One bit of good news is that the deadline to appeal the new assessments has been extended to July 9, according to Bannock County Commissioner Terrel “Ned” Tovey, who said his assessed home value increased by about 25 percent.
Tovey also stressed how important it is for citizens to know the increases in property assessments imposed by the Assessor’s Office are not necessarily a direct reflection of what citizens can expect to pay in property taxes.
“There are a ton of misnomers out there about home assessments and property taxes,” Tovey said. “That home value assessment is not a tax increase. The (levy) rates have not yet been determined and won’t be until after the budget is set. And until those (levy) rates have been set we won’t know how the assessed home values will affect the property tax you pay.”
Typically, if the assessed value of all the properties in Bannock County increases, the tax rate, also known as the levy rate, is lowered, meaning that property taxes for county residents will stay the same or only slightly increase.
Idaho has established a 3 percent cap, in most circumstances, on how much the property tax rate can increase on any given year.
According to George Brown, a property tax administrator with the Idaho Tax Commission, the property tax rates in Bannock County will absolutely go down as a result of the property assessments in the county increasing.
“There will not be a massive property tax increase in Bannock County,” Brown said. “I guarantee you the levy rates in that county will go down.
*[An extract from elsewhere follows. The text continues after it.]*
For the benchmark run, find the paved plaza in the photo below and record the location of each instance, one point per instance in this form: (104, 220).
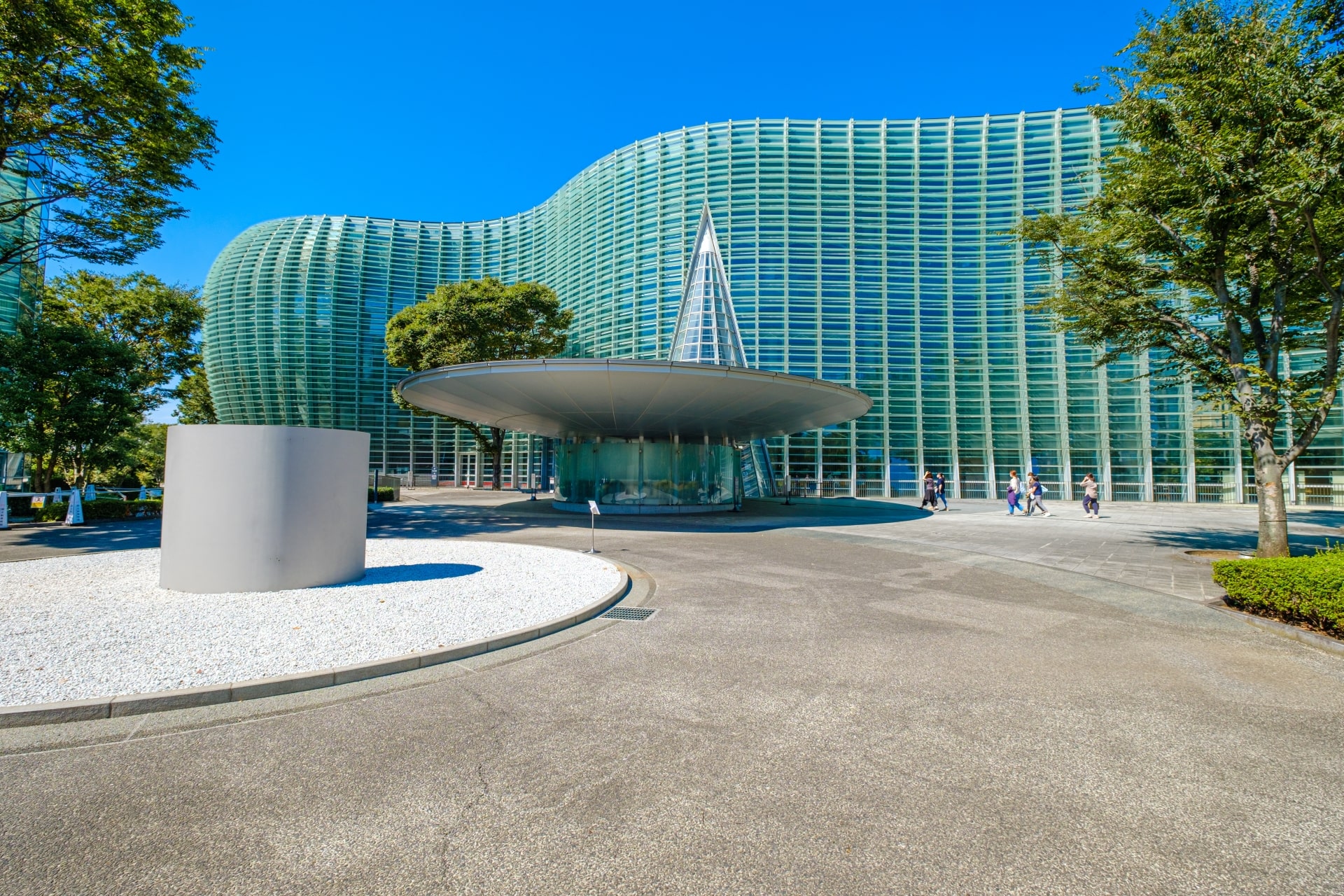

The rates will drop, but by how much I’m not sure.”
Brown said Bannock County is not the only county in the state to see increased property assessments, primarily because property values in the state have skyrocketed this year.
Allen Dornfest, a property tax policy bureau chief with the Idaho Tax Commission, says on average home values in the state are increasing by about 1 or 2 percent each month. Because the property assessment process lags about six months behind, that number can become considerably large by the time an assessor evaluates a home, Dornfest said.
Dornfest said it would not be a surprise if the statewide average for assessed home values increases by about 15 to 20 percent this year, adding that had Bannock County not increased its property assessments to fall more in line with actual market values, the county would have been out of compliance with the Idaho Tax Commission.
Dornfest said the increased property assessments in Bannock County were needed because many of the homes in the county were under assessed compared to the market value. The property assessment increases, Dornfest said, are actually a reflection of Davies doing her job correctly.
Dornfest said, “It’s not that someone made a mistake last year. What makes the properties under assessed is that values are increasing so fast. Values are going up rapidly and that is certainly the case in Bannock County. If they didn’t make any adjustments this year, there is no question they would fail compliance. The assessor there did her job.”